Phase 4a: Integer PK migration

Many tables have dual columns: page_id_old (TEXT, legacy) and page_id_int (INTEGER, new). The migration is in progress:

  • New writes go to both columns (dual-write)
  • Reads are migrating from old to new
  • Once reads are fully cut over, page_id_old columns will be dropped (Phase D2b)

Domain 2: Citation & Verification System

Tracks footnote citations, fetched source content, accuracy verification, and hallucination risk scoring.

Diagram (loading…)
erDiagram
  wiki_pages ||--o{ citation_quotes : "has"
  wiki_pages ||--o{ page_citations : "has"
  wiki_pages ||--o{ citation_accuracy_snapshots : "scored by"
  wiki_pages ||--o{ hallucination_risk_snapshots : "assessed by"
  resources ||--o{ citation_quotes : "sourced from"
  resources ||--o{ page_citations : "linked to"
  resources ||--o| citation_content : "fetched as"
  resources ||--o{ resource_citations : "cited on"
  wiki_pages ||--o{ resource_citations : "uses"
  citation_quotes {
      bigserial id PK
      text page_id_old FK
      integer footnote
      text url
      text resource_id FK
      text claim_text
      text source_quote
      boolean quote_verified
      text accuracy_verdict
      real accuracy_score
  }
  citation_content {
      text url PK
      text resource_id
      integer http_status
      text page_title
      text full_text
      text content_hash
  }
  citation_accuracy_snapshots {
      bigserial id PK
      text page_id_old FK
      integer total_citations
      integer checked_citations
      integer accurate_count
      real average_score
      timestamp snapshot_at
  }
  page_citations {
      bigserial id PK
      varchar reference_id UK
      text page_id_old FK
      varchar title
      varchar url
      text resource_id FK
  }
  hallucination_risk_snapshots {
      bigserial id PK
      text page_id_old FK
      integer score
      text level
      jsonb factors
      timestamp computed_at
  }
  resource_citations {
      text resource_id PK "FK to resources"
      text page_id_old PK "FK to wiki_pages"
  }

Key tables

TablePurpose
citation_quotesPer-footnote citation data with LLM verification. accuracy_verdict: accurate, minor_issues, inaccurate, unsupported, not_verifiable.
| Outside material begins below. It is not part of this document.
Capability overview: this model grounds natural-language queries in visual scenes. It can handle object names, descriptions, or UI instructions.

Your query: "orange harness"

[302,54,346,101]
Unique on (page_id, footnote).
citation_contentCached fetched HTML/text from source URLs. Keyed by URL.
citation_accuracy_snapshotsPoint-in-time page-level citation health aggregations.
page_citationsRegular (non-claim) footnote citations. reference_id shared namespace with legacy claim references.
hallucination_risk_snapshotsLLM-assessed hallucination risk per page. Score 0–100, level: low/medium/high.
resource_citationsMany-to-many join: which resources are cited on which pages.
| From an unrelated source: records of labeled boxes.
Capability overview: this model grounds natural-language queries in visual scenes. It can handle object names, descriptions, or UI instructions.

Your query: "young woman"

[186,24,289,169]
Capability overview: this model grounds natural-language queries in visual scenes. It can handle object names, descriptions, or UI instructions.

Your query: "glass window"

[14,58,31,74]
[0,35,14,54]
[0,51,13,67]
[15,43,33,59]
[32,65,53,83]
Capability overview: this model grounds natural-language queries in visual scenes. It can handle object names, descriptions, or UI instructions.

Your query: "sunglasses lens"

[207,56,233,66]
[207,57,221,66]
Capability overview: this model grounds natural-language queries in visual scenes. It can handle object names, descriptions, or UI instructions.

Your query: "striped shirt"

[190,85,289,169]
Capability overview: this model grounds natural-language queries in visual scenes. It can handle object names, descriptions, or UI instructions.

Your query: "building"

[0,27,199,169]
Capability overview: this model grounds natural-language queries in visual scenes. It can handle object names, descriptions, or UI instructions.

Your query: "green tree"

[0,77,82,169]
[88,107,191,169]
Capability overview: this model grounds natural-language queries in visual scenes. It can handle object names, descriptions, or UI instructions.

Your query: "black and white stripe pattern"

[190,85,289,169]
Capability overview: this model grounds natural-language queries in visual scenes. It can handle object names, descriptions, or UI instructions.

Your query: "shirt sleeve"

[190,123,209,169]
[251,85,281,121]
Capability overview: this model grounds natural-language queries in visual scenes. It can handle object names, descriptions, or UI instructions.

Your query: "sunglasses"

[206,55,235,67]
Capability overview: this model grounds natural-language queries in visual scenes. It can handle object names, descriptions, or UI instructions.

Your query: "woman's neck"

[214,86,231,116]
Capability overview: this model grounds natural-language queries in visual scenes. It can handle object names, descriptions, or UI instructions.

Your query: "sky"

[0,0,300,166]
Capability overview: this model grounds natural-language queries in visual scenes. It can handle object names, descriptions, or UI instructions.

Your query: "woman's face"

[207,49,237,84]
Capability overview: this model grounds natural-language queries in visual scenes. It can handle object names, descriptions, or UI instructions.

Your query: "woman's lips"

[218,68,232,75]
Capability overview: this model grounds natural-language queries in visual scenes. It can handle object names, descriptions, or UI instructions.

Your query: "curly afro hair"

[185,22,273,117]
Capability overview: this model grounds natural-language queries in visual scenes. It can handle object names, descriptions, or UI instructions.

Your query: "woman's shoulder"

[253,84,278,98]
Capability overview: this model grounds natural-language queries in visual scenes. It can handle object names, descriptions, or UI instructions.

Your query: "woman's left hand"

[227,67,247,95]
Domain 3: KB Fact Verification

Unified verification system for all record types (facts, grants, personnel, divisions, etc.). See discussion #2950.

Diagram (loading…)
erDiagram
  source_check_verdicts {
      text record_type PK
      text record_id PK
      text field_name
      text entity_id
      text verdict
      real confidence
      text reasoning
      integer sources_checked
      boolean needs_recheck
  }
  source_check_evidence {
      bigserial id PK
      text record_type
      text record_id
      text field_name
      text entity_id
      text resource_id FK
      text source_url
      text verdict
      real confidence
      text extracted_value
      text extracted_quote
      text checker_model
      boolean is_primary_source
  }
  resources ||--o{ source_check_evidence : "checked against"
  source_check_verdicts ||--o{ source_check_evidence : "derived from"
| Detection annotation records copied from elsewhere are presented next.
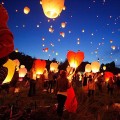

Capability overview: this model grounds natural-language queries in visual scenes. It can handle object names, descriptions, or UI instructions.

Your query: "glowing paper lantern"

[50,62,58,72]
[61,22,66,28]
[91,61,100,73]
[85,64,91,72]
[24,6,30,14]
[60,32,65,37]
[104,71,113,82]
[20,65,25,68]
[13,59,20,71]
[19,67,27,81]
[34,59,46,74]
[15,48,18,52]
[49,27,54,33]
[103,66,106,70]
[67,51,84,68]
[111,46,116,50]
[2,59,15,84]
[41,0,64,18]
[110,40,113,43]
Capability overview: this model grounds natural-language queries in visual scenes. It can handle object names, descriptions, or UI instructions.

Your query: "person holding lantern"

[28,63,36,97]
[0,4,14,92]
[56,70,70,119]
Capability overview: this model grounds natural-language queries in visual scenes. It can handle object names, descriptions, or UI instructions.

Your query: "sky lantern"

[24,6,30,14]
[49,27,54,33]
[41,0,64,18]
[111,45,116,50]
[13,59,20,71]
[110,40,113,43]
[50,62,58,72]
[15,48,18,52]
[19,67,27,81]
[104,71,113,82]
[60,32,65,37]
[91,61,100,73]
[43,48,48,52]
[85,64,91,72]
[103,65,106,70]
[34,59,46,74]
[61,22,66,28]
[67,51,84,68]
[20,65,25,68]
[2,59,15,84]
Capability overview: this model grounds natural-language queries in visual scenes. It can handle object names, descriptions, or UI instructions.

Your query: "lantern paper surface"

[67,51,84,68]
[34,59,46,74]
[104,71,113,82]
[2,59,15,84]
[103,66,106,70]
[24,7,30,14]
[19,67,27,77]
[50,62,58,71]
[91,61,100,73]
[42,0,64,18]
[85,64,91,72]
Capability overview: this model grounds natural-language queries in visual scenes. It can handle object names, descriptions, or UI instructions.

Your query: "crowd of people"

[0,5,120,119]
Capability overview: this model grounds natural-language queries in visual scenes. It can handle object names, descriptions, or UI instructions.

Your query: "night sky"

[0,0,120,66]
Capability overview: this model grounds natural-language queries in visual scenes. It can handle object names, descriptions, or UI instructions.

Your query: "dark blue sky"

[0,0,120,65]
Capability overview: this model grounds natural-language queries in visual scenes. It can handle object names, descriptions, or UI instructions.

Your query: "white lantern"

[91,61,100,73]
[41,0,64,18]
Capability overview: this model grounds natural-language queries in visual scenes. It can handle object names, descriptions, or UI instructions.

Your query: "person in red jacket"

[0,4,14,91]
The source-check system has two layers:

  1. Evidence (source_check_evidence): One row per source-claim check. Records what the LLM found. Supports row-level (field_name = NULL) and cell-level (field_name = column name) verification.
  2. Verdicts (source_check_verdicts): One row per claim. Aggregated verdict derived from all evidence rows. Verdict options: confirmed, contradicted, unverifiable, outdated, partial, unchecked.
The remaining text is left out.